The leader brings a set of intentions, values, beliefs and assumptions to their role. Some are conscious, some not. And they bring these to an organizational culture that is the product of the intentions, values, beliefs and assumptions of the members of the organization. This is also known as organizational culture.

The challenge of attunement is to bring about a supportive relationship between those intentions, values, beliefs and assumptions of the leader and those of the organization’s culture. Attunement is the process of relating between the individual and the organization in the arena of culture.

My colleague, John Agno recently published a brief article about a factor in what went wrong at Enron. They had implemented an executive evaluation process that resulted in many individuals being cautious in the face of peer evaluations. John states (read his complete statement in CODA below):

“ BusinessWeek…reports that Enron CEO Jeffrey Skilling meant to encourage risk-taking through a new peer-review system where a performance review committee (PRC) ranked more than 400 vice-presidents, directors and managers. The decisions of the PRC greatly affected the bonus and stock option grants of the person being reviewed. In practice, the management evaluation system bred a culture in which people were afraid to get crossways with someone who could screw up their reviews.

“…Enron’s new employee evaluation system rewarded highly competitive people who were less likely to share power, authority or information—which undermined any teamwork or institutional commitment. That emphasis on the individual may have pushed many at Enron to cross the line into unethical behavior.”
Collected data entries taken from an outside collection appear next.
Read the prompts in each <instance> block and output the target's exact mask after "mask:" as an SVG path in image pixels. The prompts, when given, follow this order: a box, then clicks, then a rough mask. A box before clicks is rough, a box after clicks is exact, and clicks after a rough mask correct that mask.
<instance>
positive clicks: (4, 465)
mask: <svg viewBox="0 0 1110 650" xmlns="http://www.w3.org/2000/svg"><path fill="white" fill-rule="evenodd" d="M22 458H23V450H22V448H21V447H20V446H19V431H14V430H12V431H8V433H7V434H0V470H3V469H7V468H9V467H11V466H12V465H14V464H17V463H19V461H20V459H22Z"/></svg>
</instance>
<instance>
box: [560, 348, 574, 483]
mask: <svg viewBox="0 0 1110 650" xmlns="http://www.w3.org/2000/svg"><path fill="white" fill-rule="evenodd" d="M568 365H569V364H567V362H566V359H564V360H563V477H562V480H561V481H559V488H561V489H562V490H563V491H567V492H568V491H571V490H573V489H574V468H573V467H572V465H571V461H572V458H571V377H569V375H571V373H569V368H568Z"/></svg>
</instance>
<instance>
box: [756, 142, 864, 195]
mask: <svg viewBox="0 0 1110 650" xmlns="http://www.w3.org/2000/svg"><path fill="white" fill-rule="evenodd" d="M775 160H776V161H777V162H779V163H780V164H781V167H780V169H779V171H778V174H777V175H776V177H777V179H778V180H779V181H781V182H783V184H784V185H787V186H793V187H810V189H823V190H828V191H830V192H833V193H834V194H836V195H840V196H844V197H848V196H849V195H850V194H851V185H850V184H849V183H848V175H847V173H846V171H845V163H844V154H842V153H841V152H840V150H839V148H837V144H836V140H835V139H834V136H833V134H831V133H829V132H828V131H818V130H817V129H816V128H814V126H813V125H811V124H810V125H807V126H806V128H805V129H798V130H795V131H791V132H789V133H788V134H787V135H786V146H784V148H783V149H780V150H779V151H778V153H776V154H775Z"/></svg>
At Enron one leader, Skilling, valued risk-taking and cause to have implemented a system to encourage it, only to find that the very system he initiated bred a culture of minimizing risk-taking. His assumptions and beliefs were not attuned with the culture.

How do we know when we are or are not attuned with the organization culture as leaders? Often we don’t. When Jim Collins and Jerry Porras conducted a major study of key values in an international organization, they did not ask executive leaders what those core values were. They trained middle managers to ask front line employees. According to Porras, those employees understood what the core values were because they are impacted by them on a daily basis.

In Integral Leadership in business I think there are multiple levels of culture to consider. That is one thing that makes attunement so difficult to maintain. Kist as a piano can go out of tune with changes in temperature or humidity or even as a result of being played, so can the leaderget out of tune with the organization culture in the face of continuous change.

In the relationships among leaders and with their stakeholders attunement is about many sets of relationships. The first level is among executive leaders themselves. All are aware of some of their intentions, values, beliefs and assumptions (or mental models) and not of others. Through cultural symbols and the actions of others they all adduce what the culture is and how they fit in the executive suite. Attending to attunement questions then, is also attending to questions of fit.

Executives learn about fit and attunement through trial and error, interpretations that are conscious and unconscious, and creating meaning out of interactions in the realm of engagement (next month’s topic). Perhaps one of the most useful ways executives can develop understanding of their leadership culture and their own models is through dialogue, initially dialogue with other executives. This would not preclude parallel conversations with other stakeholders, but other executives may be an important place to start, particularly in recognition of the fact that company leadership is something that is shared and not the purview of just the CEO.